Posts made by M Effan Ananta

Manajemen A MKU Pancasila -> Forum Analisis Soal-1

by M Effan Ananta -
M.Effan Ananta
2211011074

A. Bagaimanakah tanggapanmu mengenai berita tersebut dan apa yang anda lakukan untuk mengantisipasi dampak negatif penyebaran hoaxs?
Tanggapan saya adalah memang terkadang berita hoax lebih mudah tersebar karena orang-orang terlalu mudah percaya dan tidak mencari tau tentang kebenaran atas berita tersebut.

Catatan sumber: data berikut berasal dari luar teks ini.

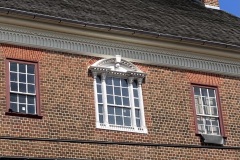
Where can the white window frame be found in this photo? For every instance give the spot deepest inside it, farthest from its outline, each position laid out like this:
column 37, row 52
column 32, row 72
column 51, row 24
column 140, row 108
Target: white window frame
column 116, row 67
column 203, row 115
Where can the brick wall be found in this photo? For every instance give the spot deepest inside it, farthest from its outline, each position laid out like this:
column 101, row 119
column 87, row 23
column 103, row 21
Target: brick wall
column 211, row 2
column 67, row 103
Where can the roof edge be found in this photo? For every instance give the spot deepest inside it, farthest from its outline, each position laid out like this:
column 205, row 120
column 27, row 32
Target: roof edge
column 132, row 31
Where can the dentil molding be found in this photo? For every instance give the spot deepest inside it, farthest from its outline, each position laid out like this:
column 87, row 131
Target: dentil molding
column 50, row 40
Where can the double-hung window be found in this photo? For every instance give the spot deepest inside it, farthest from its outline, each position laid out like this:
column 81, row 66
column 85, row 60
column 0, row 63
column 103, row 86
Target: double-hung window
column 208, row 112
column 118, row 96
column 22, row 88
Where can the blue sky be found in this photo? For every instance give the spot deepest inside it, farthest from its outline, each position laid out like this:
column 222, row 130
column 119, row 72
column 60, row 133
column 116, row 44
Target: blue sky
column 230, row 6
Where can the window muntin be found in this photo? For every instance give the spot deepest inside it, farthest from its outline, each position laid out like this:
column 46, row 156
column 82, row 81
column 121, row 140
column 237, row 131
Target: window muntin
column 207, row 110
column 22, row 87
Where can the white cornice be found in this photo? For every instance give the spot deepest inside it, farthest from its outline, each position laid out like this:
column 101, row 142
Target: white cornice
column 212, row 7
column 93, row 43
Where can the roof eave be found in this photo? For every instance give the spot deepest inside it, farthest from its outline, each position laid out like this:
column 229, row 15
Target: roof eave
column 132, row 31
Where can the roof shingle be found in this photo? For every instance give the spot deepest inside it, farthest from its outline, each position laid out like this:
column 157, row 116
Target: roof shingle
column 175, row 17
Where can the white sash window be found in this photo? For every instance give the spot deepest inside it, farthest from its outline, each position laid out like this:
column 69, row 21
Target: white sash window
column 118, row 95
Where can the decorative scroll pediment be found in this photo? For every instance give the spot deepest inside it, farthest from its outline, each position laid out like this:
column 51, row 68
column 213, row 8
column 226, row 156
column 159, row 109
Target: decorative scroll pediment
column 116, row 64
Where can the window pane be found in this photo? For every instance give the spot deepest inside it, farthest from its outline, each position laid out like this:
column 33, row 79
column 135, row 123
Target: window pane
column 110, row 110
column 118, row 100
column 208, row 129
column 31, row 109
column 211, row 92
column 205, row 101
column 208, row 122
column 199, row 109
column 138, row 123
column 118, row 111
column 99, row 89
column 126, row 112
column 137, row 113
column 216, row 130
column 110, row 99
column 31, row 99
column 31, row 88
column 13, row 107
column 134, row 84
column 200, row 120
column 207, row 110
column 13, row 66
column 13, row 97
column 125, row 92
column 204, row 92
column 196, row 90
column 117, row 91
column 212, row 101
column 214, row 111
column 127, row 121
column 98, row 79
column 124, row 82
column 30, row 68
column 99, row 98
column 111, row 119
column 100, row 108
column 101, row 118
column 30, row 79
column 109, row 80
column 136, row 102
column 126, row 101
column 22, row 68
column 14, row 86
column 22, row 78
column 13, row 76
column 135, row 93
column 116, row 81
column 119, row 120
column 22, row 108
column 215, row 121
column 201, row 128
column 109, row 90
column 22, row 87
column 22, row 98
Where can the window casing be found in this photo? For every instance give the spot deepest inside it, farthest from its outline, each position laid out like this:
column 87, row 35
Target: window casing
column 207, row 110
column 22, row 88
column 118, row 99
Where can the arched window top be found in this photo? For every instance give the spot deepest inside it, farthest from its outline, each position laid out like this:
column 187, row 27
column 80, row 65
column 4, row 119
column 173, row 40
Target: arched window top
column 117, row 66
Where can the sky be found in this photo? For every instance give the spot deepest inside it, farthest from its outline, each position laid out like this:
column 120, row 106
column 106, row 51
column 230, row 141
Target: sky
column 230, row 6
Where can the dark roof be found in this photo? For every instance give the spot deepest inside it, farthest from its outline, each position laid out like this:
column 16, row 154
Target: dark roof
column 176, row 17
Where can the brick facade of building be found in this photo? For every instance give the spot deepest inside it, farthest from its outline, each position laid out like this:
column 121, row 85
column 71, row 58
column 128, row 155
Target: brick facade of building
column 67, row 107
column 211, row 2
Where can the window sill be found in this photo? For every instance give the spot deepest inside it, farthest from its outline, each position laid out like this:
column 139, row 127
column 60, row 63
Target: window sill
column 23, row 115
column 122, row 128
column 213, row 139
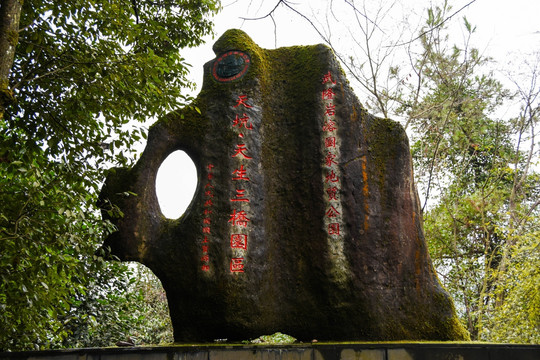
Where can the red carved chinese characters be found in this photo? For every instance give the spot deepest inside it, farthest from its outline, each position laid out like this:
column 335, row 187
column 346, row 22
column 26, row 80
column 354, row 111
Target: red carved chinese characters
column 330, row 159
column 239, row 222
column 206, row 228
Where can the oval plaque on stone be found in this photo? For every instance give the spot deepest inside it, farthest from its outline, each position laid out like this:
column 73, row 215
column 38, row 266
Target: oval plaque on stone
column 231, row 66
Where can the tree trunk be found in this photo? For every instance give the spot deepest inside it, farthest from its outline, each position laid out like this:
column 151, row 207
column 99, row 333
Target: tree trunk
column 10, row 14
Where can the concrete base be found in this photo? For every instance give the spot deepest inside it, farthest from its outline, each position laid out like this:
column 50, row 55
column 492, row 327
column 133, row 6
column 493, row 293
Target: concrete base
column 317, row 351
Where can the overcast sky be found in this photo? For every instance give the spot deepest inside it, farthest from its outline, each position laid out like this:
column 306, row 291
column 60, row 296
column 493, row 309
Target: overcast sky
column 505, row 30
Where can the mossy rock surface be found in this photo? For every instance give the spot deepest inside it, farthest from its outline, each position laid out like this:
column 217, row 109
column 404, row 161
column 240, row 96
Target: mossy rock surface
column 306, row 219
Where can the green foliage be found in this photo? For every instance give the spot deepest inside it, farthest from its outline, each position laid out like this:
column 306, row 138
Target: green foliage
column 477, row 175
column 274, row 339
column 83, row 73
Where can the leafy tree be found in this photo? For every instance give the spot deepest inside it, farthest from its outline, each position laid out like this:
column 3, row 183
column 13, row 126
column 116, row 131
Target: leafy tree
column 476, row 171
column 81, row 73
column 483, row 183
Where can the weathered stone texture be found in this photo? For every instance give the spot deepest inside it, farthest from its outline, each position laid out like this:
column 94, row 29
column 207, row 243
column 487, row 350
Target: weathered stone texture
column 333, row 245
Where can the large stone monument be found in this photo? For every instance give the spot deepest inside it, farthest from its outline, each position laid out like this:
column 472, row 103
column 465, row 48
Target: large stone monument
column 305, row 219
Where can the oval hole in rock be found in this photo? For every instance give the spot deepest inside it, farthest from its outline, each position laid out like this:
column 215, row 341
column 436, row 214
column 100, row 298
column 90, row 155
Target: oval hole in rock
column 176, row 182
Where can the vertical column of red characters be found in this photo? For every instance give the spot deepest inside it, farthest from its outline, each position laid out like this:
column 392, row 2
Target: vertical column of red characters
column 206, row 223
column 331, row 175
column 238, row 220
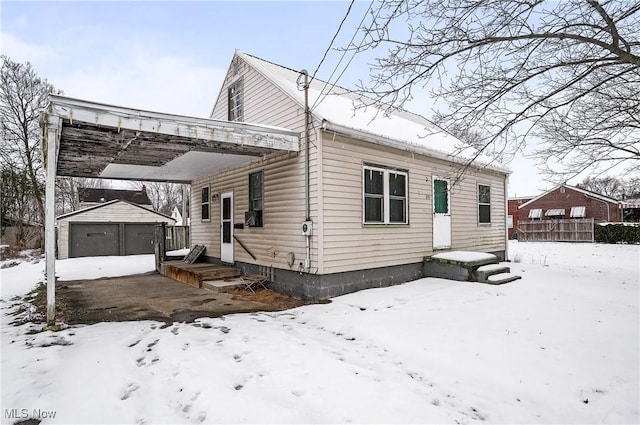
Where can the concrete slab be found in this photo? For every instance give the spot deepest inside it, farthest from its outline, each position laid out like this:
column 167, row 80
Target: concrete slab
column 150, row 297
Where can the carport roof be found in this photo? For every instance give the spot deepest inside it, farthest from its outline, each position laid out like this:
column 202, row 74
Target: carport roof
column 112, row 142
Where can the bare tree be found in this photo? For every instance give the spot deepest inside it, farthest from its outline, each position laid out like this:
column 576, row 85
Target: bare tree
column 23, row 95
column 607, row 186
column 567, row 72
column 164, row 196
column 67, row 199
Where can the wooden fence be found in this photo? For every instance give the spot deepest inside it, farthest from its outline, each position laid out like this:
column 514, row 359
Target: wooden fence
column 562, row 230
column 177, row 237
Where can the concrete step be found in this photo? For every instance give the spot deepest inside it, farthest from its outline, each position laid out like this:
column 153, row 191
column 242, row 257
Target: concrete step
column 457, row 265
column 482, row 273
column 195, row 274
column 501, row 278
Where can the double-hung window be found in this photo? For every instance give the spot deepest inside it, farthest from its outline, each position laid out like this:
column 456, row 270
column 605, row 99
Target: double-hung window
column 205, row 202
column 235, row 94
column 484, row 204
column 256, row 191
column 384, row 196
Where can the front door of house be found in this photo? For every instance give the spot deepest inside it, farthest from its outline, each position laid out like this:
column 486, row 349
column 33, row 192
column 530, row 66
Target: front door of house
column 226, row 228
column 441, row 213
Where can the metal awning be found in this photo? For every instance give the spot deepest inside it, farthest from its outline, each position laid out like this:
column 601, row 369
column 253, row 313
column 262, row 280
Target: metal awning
column 88, row 139
column 104, row 141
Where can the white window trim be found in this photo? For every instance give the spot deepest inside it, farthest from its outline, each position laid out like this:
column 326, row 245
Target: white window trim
column 488, row 223
column 578, row 212
column 385, row 195
column 535, row 215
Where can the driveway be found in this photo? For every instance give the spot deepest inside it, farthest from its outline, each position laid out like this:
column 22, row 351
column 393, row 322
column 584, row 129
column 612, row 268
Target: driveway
column 155, row 297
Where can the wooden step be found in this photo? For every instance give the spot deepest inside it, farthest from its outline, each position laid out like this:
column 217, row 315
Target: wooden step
column 482, row 273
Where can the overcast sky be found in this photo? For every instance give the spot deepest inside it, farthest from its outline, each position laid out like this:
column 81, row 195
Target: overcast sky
column 171, row 56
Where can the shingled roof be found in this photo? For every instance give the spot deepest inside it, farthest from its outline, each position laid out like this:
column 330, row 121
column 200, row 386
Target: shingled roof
column 105, row 195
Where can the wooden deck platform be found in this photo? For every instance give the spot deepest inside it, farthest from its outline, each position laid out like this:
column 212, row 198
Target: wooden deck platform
column 197, row 273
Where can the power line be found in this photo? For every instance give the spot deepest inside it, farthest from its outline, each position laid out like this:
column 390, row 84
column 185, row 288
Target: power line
column 318, row 99
column 332, row 40
column 356, row 50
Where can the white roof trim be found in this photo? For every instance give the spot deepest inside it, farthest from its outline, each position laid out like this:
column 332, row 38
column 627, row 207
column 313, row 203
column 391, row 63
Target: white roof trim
column 554, row 211
column 105, row 204
column 280, row 77
column 76, row 110
column 409, row 147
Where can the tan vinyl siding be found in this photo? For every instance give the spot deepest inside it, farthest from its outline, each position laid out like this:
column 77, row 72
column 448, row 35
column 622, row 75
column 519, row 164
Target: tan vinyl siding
column 284, row 193
column 118, row 212
column 350, row 245
column 282, row 214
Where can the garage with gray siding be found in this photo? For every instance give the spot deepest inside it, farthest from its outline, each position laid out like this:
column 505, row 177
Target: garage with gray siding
column 112, row 228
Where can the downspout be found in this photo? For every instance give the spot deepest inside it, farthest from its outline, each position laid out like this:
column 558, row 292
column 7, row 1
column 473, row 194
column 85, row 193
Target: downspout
column 51, row 127
column 506, row 217
column 307, row 196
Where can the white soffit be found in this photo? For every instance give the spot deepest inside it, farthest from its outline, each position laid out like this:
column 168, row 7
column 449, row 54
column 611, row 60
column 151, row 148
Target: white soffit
column 187, row 167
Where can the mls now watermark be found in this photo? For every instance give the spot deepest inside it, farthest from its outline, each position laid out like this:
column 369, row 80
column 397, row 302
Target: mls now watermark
column 29, row 414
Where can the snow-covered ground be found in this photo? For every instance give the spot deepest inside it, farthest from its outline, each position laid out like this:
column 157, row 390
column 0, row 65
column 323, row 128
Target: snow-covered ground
column 559, row 346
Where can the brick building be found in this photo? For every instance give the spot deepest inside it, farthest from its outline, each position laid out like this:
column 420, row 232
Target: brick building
column 566, row 201
column 512, row 213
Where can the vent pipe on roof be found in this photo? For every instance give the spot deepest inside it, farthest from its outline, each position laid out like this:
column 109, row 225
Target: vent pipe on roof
column 307, row 207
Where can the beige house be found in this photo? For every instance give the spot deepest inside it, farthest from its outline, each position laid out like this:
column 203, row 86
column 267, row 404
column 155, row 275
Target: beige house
column 366, row 198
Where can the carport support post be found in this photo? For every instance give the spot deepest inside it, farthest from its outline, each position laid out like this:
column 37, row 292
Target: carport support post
column 50, row 149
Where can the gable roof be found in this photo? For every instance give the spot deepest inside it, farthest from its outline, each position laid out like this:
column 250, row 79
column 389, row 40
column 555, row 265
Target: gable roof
column 105, row 204
column 139, row 197
column 585, row 192
column 346, row 112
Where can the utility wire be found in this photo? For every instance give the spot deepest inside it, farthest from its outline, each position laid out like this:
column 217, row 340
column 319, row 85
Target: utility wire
column 318, row 99
column 332, row 40
column 356, row 50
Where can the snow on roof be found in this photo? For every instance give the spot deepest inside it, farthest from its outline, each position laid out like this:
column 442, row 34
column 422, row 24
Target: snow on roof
column 345, row 110
column 104, row 204
column 577, row 189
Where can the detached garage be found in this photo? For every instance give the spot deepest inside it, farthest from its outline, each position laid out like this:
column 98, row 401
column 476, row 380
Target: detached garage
column 112, row 228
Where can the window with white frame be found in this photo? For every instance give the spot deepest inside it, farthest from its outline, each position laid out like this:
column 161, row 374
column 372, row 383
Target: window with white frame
column 205, row 202
column 484, row 204
column 535, row 213
column 235, row 94
column 578, row 212
column 384, row 196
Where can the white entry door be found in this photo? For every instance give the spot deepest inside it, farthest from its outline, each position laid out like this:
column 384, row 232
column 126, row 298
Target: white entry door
column 226, row 228
column 441, row 214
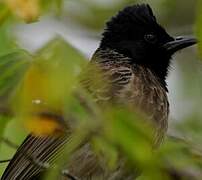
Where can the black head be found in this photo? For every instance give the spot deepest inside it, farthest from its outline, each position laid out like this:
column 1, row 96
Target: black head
column 135, row 33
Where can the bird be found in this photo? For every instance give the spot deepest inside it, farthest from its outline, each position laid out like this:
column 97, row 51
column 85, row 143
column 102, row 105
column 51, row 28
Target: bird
column 134, row 57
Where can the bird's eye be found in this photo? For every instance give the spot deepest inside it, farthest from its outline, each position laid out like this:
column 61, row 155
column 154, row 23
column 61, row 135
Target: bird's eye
column 150, row 38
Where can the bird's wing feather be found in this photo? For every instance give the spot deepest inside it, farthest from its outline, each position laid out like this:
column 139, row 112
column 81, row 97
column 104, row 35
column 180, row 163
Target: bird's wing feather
column 32, row 157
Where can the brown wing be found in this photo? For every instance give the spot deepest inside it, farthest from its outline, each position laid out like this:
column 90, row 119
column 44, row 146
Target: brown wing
column 32, row 156
column 120, row 82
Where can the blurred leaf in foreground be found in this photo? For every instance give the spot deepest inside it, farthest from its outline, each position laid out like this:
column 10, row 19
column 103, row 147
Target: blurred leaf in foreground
column 49, row 81
column 28, row 10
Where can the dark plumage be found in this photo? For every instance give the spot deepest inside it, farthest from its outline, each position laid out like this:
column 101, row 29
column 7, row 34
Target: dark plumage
column 133, row 58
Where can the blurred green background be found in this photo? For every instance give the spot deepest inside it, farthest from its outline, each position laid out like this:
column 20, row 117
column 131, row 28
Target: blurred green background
column 31, row 25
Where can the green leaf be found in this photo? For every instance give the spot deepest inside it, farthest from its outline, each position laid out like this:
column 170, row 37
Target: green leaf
column 12, row 69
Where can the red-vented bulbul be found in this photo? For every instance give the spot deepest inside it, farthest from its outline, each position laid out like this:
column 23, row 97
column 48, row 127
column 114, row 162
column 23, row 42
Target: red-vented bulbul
column 134, row 55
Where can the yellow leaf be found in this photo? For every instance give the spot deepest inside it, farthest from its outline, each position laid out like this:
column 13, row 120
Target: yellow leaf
column 44, row 125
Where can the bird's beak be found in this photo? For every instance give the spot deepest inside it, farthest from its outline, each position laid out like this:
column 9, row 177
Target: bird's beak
column 179, row 43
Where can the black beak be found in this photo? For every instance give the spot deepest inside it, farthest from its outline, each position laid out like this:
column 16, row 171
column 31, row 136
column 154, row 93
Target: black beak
column 179, row 43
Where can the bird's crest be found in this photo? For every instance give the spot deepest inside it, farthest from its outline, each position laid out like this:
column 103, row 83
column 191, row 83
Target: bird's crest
column 136, row 14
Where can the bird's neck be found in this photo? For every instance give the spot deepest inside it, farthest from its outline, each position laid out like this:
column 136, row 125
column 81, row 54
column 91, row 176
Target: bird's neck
column 108, row 55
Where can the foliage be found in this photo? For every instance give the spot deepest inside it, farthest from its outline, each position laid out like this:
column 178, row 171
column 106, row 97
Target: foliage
column 46, row 81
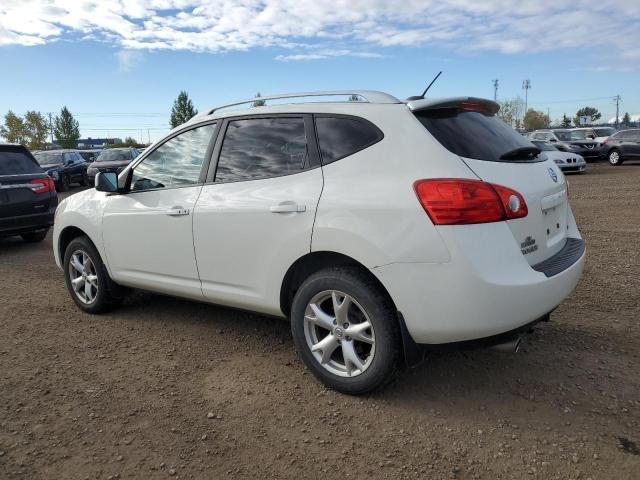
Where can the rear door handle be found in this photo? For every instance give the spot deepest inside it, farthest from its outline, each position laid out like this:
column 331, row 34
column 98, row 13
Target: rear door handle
column 177, row 211
column 287, row 207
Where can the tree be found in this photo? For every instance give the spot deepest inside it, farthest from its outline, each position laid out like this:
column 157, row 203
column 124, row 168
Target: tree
column 259, row 103
column 36, row 129
column 511, row 111
column 13, row 129
column 182, row 110
column 535, row 119
column 590, row 112
column 66, row 129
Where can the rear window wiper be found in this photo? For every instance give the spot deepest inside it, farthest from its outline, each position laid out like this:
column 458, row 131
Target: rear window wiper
column 522, row 153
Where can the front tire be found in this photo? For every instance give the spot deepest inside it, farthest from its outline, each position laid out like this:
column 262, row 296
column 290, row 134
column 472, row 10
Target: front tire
column 346, row 331
column 614, row 157
column 87, row 279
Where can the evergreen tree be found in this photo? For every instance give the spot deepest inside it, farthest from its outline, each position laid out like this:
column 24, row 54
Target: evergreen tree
column 36, row 129
column 66, row 129
column 13, row 129
column 182, row 110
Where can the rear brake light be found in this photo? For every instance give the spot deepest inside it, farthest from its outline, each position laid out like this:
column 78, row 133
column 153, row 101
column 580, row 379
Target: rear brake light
column 43, row 185
column 451, row 201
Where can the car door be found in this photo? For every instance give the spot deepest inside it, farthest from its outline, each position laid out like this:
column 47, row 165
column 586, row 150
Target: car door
column 255, row 217
column 148, row 230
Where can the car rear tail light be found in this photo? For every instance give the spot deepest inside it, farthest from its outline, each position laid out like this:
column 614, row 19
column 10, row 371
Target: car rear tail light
column 43, row 185
column 452, row 201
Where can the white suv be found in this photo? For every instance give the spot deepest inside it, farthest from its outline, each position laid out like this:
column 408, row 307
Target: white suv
column 377, row 226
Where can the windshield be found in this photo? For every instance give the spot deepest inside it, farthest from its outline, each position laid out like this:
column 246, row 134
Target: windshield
column 563, row 135
column 544, row 146
column 114, row 156
column 45, row 158
column 476, row 134
column 604, row 132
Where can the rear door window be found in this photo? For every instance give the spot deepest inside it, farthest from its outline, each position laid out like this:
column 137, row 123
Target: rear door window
column 15, row 161
column 339, row 137
column 263, row 148
column 477, row 135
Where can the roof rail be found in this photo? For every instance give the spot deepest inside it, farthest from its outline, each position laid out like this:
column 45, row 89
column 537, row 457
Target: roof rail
column 369, row 96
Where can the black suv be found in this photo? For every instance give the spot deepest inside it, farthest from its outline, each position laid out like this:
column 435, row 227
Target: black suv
column 623, row 145
column 28, row 198
column 65, row 167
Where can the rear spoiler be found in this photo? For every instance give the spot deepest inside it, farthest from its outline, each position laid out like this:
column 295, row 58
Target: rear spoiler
column 463, row 103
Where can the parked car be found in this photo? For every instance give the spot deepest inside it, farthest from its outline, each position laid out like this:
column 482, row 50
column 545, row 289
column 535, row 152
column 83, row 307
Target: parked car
column 566, row 141
column 568, row 162
column 90, row 155
column 65, row 167
column 377, row 227
column 28, row 196
column 623, row 145
column 111, row 160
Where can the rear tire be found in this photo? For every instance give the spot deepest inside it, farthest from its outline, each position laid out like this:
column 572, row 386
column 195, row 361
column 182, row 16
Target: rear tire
column 34, row 237
column 82, row 266
column 357, row 348
column 64, row 183
column 614, row 157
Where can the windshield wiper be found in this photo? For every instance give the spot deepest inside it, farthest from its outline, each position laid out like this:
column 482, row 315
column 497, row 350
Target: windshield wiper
column 522, row 153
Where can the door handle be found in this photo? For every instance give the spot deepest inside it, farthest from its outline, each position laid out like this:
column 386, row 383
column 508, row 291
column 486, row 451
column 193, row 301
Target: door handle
column 177, row 211
column 287, row 207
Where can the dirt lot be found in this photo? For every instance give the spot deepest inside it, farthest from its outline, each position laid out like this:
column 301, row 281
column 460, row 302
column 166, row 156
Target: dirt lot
column 165, row 388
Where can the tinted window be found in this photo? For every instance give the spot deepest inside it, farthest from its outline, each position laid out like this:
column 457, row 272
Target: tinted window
column 341, row 136
column 175, row 163
column 45, row 158
column 15, row 161
column 114, row 156
column 262, row 148
column 472, row 134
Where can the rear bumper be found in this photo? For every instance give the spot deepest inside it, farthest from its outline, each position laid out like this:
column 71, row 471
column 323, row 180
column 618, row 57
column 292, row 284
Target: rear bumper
column 487, row 289
column 26, row 223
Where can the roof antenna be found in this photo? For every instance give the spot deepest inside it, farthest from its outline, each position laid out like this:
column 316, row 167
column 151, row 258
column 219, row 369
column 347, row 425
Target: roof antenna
column 421, row 97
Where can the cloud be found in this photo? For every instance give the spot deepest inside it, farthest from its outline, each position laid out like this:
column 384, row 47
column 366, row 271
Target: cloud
column 361, row 25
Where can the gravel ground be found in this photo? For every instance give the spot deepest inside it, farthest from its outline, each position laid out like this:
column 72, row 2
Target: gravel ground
column 165, row 388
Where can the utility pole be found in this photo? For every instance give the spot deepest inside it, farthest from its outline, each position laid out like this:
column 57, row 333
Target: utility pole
column 51, row 126
column 526, row 85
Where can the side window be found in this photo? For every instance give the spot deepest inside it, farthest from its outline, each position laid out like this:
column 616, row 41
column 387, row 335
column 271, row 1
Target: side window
column 342, row 136
column 262, row 148
column 175, row 163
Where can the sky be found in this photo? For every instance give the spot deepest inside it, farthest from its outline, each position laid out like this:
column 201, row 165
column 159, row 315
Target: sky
column 118, row 65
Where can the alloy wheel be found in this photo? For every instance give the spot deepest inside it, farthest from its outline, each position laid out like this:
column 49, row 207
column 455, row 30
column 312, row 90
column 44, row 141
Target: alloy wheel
column 83, row 276
column 339, row 333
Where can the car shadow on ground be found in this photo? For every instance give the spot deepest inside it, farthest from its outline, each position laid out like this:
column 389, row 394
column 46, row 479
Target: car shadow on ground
column 480, row 376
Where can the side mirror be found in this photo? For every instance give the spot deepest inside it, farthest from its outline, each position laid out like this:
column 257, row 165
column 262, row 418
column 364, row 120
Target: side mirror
column 107, row 182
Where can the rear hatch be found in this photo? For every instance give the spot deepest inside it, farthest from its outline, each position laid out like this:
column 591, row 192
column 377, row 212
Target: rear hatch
column 25, row 189
column 497, row 154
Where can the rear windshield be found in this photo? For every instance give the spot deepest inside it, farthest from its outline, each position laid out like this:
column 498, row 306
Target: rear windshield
column 473, row 134
column 114, row 156
column 48, row 158
column 15, row 161
column 545, row 147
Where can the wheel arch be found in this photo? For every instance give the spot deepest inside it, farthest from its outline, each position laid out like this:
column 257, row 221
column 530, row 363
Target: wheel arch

Apalagi di zaman sekarang orang-orang lebih menyukai berita hoax dari pada berita valid. Tidak mudah memberi tahu seseorang terkait berita hoaks apabila orang tersebut menyukai kontennya.

Yang saya lakukan untuk mengantisipasi dampak negatif penyebaran hoaxs adalah dengan cara mencari terlebih dahulu info-info mengenai berita yang dilihat agar ketidaksalahpahaman tidak terjadi, bersikap kritis terhadap berita yang dilihat, menggunakan logika saat mendapat berita yang belum diketahui kebenarannya secara pasti, melaporkan berita tersebut apabila terbukti tidak sesuai fakta alias hoax.

B. Perkembangan IPTEK yang tidak sesuai dengan nilai-nilai Pancasila menyebabkan ketidaksesuaian dengan tujuan dan cita-cita bangsa Indonesia. Dimana Pancasila merupakan pedoman dasar kehidupan bermasyarakat, berbangsa dan bernegara di Indonesia. Contoh sederhana ketika perkembangan IPTEK tidak sesuai dengan nilai-nilai Pancasila ialah penyebaran berita hoaxs melalui media sosial (elektronik), hal tersebut memungkinkan perpecahan bagi persatuan Indonesia, yang tentunya hal tersebut bertentangan dengan sila ke-3 Pancasila, yakni sila “Persatuan Indonesia”.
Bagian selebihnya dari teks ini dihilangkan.